Although every television network depends on focus groups for feedback—even cable channels like HBO and CNN do extensive audience research—the process has very real limits. The failures of focus groups are part of industry lore:
The Mary Tyler Moore Show, Hill Street Blues,
and
Seinfeld
are all famous examples of shows that tested terribly and yet went on to commercial success. (
Seinfeld
tested so badly that instead of being featured on NBC's 1989 fall schedule, it was introduced as a midseason replacement.) As Brian Graden, president of programming at MTV Networks, says, "Quantitative data [of the sort produced by feedback dials] is useless by itself.
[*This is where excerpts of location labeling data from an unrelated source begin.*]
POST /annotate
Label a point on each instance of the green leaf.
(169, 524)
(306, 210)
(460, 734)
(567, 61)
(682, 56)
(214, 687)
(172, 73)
You've got to ask the data the right questions."

The problem with the focus group is that it's a crude instrument. People can express their feelings with dials, but they can't
explain
their feelings. The impulsive emotions recorded on the dials are just that: impulsive emotions. They are suffused with all the usual flaws of the emotional brain. Did the focus-group audience not like
Seinfeld
because they didn't like the main character? Or did they dislike the show because it was a new kind of television comedy, a sitcom about nothing in particular? (The
Seinfeld
pilot begins with a long discussion about the importance of buttons.) After all, one of the cardinal rules of focus groups is that people tend to prefer the familiar. The new shows that test the best often closely resemble shows that are already popular. For example, after the NBC sitcom
Friends
became a huge commercial hit, other networks rushed to imitate its formula. There were suddenly numerous comedy pilots about pretty twentysomethings living together in a city. "Most of these shows tested really well," one television executive told me. "The shows weren't very good, but they reminded the audience of
Friends,
which was a show they actually liked." Not one of the knockoffs was renewed for a second season.

The job of a television executive is to sort through these emotional mistakes so he or she isn't misled by the audience's first impressions. Sometimes people like shows that actually stink and reject shows that they grow to enjoy. In such situations, executives must know how to discount the responses of focus groups. They need to interpret the quantitative data, not just obey it. This is where the second-by-second responses of feedback dials are especially useful, since they allow executives to see what exactly people are responding to. A high score in minute twelve might mean that the audience really liked a particular plot twist, or it might mean that they liked looking at the blonde in her underwear. (A conclusive answer can be gotten by comparing the ratings of men versus women.) One cable channel recently tested a reality-television pilot that scored well overall but showed sharp declines in audience opinion at various points throughout the show. At first, the executives couldn't figure out what the audience didn't like. Eventually, however, they realized that the audience was reacting to the host: whenever she talked to the contestants, people turned down their dials. Although the focus-group audience said they liked the host and rated her highly when she talked to the camera, they didn't like watching her with other people. (The host was replaced.) And then there's the "flat line": when a focus-group audience is especially absorbed in the show—for example, during a climactic scene—they often forget to turn their dials. The resulting data can make it appear that the show has hit a rough spot, since many of the dials are stuck in a low position, but the reality is precisely the opposite. If the executives don't realize that the focus-group participants were simply too involved in the program to pay attention to their dials, they might end up altering the best part of the show.